Wellbore-construction methods, especially casing-and-cementing practices for the protection of freshwater aquifers, have been reviewed in the Piceance, Raton, and San Juan Basins in Colorado. The assessment confirms that natural-gas migration occurs infrequently but can happen from poorly constructed wellbores. Analysis confirmed no occurrence of hydraulic-fracturing-fluid contamination. The significance of these results is to help quantify the risks associated with natural-gas development as related to the contamination of surface aquifers.
Introduction
The prevention of contamination of freshwater aquifers has been a prime concern in drilling operations since the inception of drilling. Surface casing has long been the primary barrier to prevent contamination of freshwater aquifers through wellbores. The probability of leakage into aquifers from wellbores during shale development has a wide range of estimates, complicated by the presence of hydrocarbons at shallow depths in many parts of the world. An earlier paper reviewed the process and outcomes of a study for the Wattenberg Field in the Denver-Julesberg Basin. This study continues the examination of the contamination of aquifers in the subsurface during the completion and the production phases of the well and quantifies the risk of contamination of aquifers through failure of the wellbore for three other major basins in Colorado, the Piceance, Raton, and San Juan Basins. This synopsis focuses on the assessment of the Piceance Basin.
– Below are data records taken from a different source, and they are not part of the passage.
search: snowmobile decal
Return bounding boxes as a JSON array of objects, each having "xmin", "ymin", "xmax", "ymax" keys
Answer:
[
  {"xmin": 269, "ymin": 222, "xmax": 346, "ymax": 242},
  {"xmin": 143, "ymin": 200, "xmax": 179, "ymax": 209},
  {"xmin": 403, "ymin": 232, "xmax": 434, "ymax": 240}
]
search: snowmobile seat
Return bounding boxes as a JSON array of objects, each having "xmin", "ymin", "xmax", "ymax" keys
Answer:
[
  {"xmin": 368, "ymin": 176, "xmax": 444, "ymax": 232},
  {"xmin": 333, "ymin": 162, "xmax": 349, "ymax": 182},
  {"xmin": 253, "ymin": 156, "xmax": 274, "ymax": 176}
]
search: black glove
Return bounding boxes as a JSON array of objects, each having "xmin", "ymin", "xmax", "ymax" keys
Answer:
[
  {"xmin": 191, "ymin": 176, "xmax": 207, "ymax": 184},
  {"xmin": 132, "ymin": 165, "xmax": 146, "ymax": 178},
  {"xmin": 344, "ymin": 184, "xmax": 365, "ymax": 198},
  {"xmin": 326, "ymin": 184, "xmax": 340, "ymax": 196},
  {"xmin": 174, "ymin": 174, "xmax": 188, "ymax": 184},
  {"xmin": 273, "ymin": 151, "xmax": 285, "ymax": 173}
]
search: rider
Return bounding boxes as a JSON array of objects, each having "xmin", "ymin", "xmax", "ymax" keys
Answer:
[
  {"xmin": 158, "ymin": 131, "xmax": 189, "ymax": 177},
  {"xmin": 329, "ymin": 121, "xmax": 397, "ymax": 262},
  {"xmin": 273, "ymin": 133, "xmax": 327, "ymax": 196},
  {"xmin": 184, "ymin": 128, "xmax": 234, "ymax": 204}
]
Barrier Definition. Common vertical, deviated, and horizontal subsurface wellbore-barrier designs were grouped and ranked on the basis of the risk of multiple barrier failures (Fig. 1). For the sake of clarity, pressure monitoring of the casing annulus [surface annulus pressure (SAP)] was not assumed to be an additional barrier during the production phase even though it is frequent and often required by state regulations.
Well-barrier designs can vary from field to field depending on geology, trajectory, depths, anticipated pressures, expected hydraulic-treatment rates, and estimated production rates. Whether a well is horizontal, vertical, or deviated has no significance with respect to the ultimate protection of freshwater aquifers because the wells are designed to protect the shallow vertical section of each oil and gas well. Multiple barriers must be in place near the depth of the freshwater aquifer to prevent breaching of a single barrier potentially leading to contamination.